Without doubt, Bryan Cox is one of New Zealand’s most well-known aviators.  His contribution to aviation in this country is considerable.  As a pilot in the Royal New Zealand Air Force, he flew Corsair fighters on Pacific operations during WWII.  Post-war, he continued flying and amassed a total of over 21,000 hours in the air.  Remarkably, 18,000 hours of this total time was spent teaching other people to fly and Bryan was the flight testing officer for the issue of nearly 600 private pilots licences.  Few people could equal the breadth and depth of Bryan’s war and peacetime aviation experiences that spanned over 50 years.

In recent years there has been a resurgent interest in WWII aircraft, particularly fighters.  To experience the freedom of flying a powerful single-seat WWII fighter in the 21st Century, you either have to own it or be invited to fly it.  Those that are invited are generally high-hour airline or ex-military pilots with previous experience in flying Warbirds aircraft.  Consider then, what it would feel like to fly a P-40 Kittyhawk fighter at just 19 years of age and with only 115 hours solo time.  On 3 August 1944, Bryan did just that.  Months later, he was flying 2200 horsepower F4U Corsair fighters on operations over the Japanese stronghold of Rabaul, New Britain – all before his 20th birthday.

These experiences are recorded in Bryan’s first book, Too Young To Die, which is recognised as one of the best autobiographies ever written by a Pacific fighter pilot.  Bryan’s second book, Pacific Scrapbook 1943-1947, provides further details of his time in the RNZAF and is supported by hundreds of photographs, letters, newspaper extracts, documents, diagrams and maps.

Cats Have Only Nine Lives not only gives a fascinating insight into Bryan’s experiences as a fighter pilot in the RNZAF, but picks up where the other books left off, as it covers his many and varied experiences in civilian flying.  The stories Bryan tells are sometimes hilarious, sometimes tragic.  Although he lost many friends during the war, he made many more with his continued involvement in civilian aviation – firstly as an air traffic controller and then as an instructor. Cats Have Only Nine Lives is a fascinating collection of stories, anecdotes, and facts that are both entertaining and educational.  Given that most of Bryan’s flying was from Auckland’s Ardmore Aerodrome, the book also records much of that airfield’s history too.

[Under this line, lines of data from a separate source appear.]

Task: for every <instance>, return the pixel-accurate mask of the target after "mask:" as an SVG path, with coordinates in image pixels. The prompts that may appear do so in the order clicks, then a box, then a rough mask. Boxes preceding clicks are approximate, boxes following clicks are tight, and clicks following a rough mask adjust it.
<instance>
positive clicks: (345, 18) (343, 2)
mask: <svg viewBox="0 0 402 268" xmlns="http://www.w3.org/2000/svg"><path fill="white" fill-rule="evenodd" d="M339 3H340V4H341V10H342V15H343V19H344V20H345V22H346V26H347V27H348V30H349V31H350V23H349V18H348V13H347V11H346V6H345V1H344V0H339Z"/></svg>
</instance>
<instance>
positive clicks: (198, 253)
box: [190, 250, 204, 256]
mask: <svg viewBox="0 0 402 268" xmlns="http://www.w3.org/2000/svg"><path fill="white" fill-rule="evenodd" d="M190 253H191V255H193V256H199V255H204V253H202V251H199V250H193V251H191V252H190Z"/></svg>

Although many might argue that ‘luck’ was on Bryan’s side on more than one occasion, there is little doubt that he was a skilful pilot.  Consider, for example, the first time Bryan flew a glider.  Without any prior dual instruction in gliders, he piloted a Libelle sailplane from Ardmore after taking a tow behind a Piper Pawnee aircraft – a skill most ‘power’ pilots would take hours to successfully achieve.  But then, perhaps that’s not surprising given Bryan routinely landed single-engined powered aircraft with the motor stopped just for fun.

Bryan has given much to this country and continues to do so.  If a friend or relative are in need, Bryan is always there for them.  As editor of the New Zealand Fighter Pilots Association’s journal, he has done much to record a part of New Zealand’s history that would have been lost without him.  And now he has given us a unique insight into his life’s experiences in aviation through the publication of this book.   I’m sure anyone who has an interest in aviation will enjoy it as much as I have.